Quote of the Day: the Value of Life

Où que vostre vie finisse, elle y est toute. L'utilité du vivre n'est pas en l'espace, elle est en l'usage: tel a vescu long temps, qui a peu vescu: attendez vous y pendant que vous y estes. Il gist en vostre volonté, non au nombre des ans, que vous ayez assez vescu. Pensiez vous jamais n'arriver là, où vous alliez sans cesse? encore n'y a il chemin qui n'aye son issue. Et si la compagnie vous peut soulager: le monde ne va-il pas mesme train que vous allez?

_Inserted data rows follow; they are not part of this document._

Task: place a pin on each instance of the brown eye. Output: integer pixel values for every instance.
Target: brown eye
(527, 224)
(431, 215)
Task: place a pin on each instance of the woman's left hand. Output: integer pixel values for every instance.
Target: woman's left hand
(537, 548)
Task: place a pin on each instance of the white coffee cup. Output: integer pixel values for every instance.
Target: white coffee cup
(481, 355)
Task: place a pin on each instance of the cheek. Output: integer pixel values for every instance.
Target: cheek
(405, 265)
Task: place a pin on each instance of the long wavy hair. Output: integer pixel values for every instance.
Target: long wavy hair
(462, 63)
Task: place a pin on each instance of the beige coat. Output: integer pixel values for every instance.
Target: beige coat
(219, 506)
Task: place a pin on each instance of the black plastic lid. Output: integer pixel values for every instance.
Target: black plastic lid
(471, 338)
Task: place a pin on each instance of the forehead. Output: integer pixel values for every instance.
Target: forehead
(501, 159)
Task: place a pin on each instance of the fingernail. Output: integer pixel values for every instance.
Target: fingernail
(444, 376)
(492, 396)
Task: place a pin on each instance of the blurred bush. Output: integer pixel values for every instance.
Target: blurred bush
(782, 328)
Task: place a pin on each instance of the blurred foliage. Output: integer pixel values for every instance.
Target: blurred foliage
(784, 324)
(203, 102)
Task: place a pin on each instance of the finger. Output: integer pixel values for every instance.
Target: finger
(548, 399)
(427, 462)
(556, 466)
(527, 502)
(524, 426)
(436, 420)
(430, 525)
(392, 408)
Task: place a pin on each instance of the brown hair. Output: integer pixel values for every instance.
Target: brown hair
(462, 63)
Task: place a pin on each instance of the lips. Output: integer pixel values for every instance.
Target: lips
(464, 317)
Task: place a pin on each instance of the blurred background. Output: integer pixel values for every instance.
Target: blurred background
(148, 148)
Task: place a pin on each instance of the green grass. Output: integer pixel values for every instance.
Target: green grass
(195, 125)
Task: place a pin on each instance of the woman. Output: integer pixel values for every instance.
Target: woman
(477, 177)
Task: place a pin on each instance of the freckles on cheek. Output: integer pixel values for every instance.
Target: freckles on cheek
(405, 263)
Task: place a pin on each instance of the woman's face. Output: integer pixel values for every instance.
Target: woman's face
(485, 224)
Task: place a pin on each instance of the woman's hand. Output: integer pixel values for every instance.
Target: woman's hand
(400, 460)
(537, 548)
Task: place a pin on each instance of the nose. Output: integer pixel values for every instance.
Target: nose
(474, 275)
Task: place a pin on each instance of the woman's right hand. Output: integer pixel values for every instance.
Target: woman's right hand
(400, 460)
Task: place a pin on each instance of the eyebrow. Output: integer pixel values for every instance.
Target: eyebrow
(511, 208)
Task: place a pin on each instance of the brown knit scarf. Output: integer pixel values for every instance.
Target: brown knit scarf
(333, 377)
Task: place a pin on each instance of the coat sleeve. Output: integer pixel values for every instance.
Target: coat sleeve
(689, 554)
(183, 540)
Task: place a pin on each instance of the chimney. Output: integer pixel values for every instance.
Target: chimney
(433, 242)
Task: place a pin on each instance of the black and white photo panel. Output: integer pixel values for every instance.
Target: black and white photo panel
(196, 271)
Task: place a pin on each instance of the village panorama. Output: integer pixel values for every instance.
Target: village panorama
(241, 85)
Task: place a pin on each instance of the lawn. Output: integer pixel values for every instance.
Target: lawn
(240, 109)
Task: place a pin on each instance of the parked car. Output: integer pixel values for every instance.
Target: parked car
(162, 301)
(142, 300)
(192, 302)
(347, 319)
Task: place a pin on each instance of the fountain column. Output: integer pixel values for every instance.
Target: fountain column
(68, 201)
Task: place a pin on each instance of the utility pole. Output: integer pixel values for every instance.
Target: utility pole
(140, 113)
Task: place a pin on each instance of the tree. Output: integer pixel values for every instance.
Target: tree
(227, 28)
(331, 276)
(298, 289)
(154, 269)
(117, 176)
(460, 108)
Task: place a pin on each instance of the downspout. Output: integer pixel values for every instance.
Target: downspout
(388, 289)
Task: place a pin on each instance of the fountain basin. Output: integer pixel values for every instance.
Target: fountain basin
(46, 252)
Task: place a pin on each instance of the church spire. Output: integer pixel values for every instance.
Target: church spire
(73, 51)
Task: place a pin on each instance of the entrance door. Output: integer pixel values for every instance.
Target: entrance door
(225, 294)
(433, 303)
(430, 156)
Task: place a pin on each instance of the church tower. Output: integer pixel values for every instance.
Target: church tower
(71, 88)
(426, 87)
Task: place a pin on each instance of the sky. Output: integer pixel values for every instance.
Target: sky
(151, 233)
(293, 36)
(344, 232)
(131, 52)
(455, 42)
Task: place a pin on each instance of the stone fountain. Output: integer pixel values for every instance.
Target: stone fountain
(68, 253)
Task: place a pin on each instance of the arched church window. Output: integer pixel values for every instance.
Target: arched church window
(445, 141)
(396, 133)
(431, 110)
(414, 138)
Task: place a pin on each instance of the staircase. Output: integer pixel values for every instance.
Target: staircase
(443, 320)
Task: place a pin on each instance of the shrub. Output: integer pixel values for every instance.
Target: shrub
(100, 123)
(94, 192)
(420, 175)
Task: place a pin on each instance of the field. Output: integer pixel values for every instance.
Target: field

-- Michel de Montaigne, Essais, livre 1, Que Philosopher C'Est Apprendre à Mourir

Wherever your life ends, it is all there. The utility of living consists not in the length of days, but in the use of time; a man may have lived long, and yet lived but a little. Make use of time while it is present with you. It depends upon your will, and not upon the number of days, to have a sufficient length of life. Is it possible you can imagine never to arrive at the place towards which you are continually going? and yet there is no journey but hath its end. And, if company will make it more pleasant or more easy to you, does not all the world go the self-same way?

-- Ibid., as, "That to Study Philosophy is to Learn to Die", trans. Charles Cotton

Wherever your life ends, there all of it ends. The usefulness of living lies not in duration but in what you make of it. Some have lived long and lived little. See to it while you are still here. Whether you have lived enough depends not on a count of years but on your will. Do you think you will never arrive whither you are ceaselessly heading? Yet every road has its end. And, if it is a relief to have company, is not the whole world proceeding at the same pace as you are?

-- Ibid., as "To Philosophize is to Learn How to Die", trans. M. A. Screech

Wherever your life ends, it is all there. The advantage of living is not measured by length, but by use; some men have lived long, and lived little; attend to it while you are in it. It lies in your will, not in the number of years, for you to have lived enough. Did you think you would never arrive where you never ceased going? Yet there is no road but has its end. And if company can comfort you, does not the world keep pace with you?

-- Ibid., as "That to Philosophize is to Learn to Die", trans. Donald M. Frame
This marvelous passage is definitely from the chapter "Que Philosopher C'Est Apprendre à Mourir", which is definitely in Book 1 of Montainge's Essays; but, oddly, this chapter appears variously as chapter seventeen, nineteen and twenty, depending on which edition you look it. I don't have time right now to unravel this mystery, but would be interested in hearing the answer if anyone does. (I'm assuming it's really twenty... but what's left out if it's nineteen?)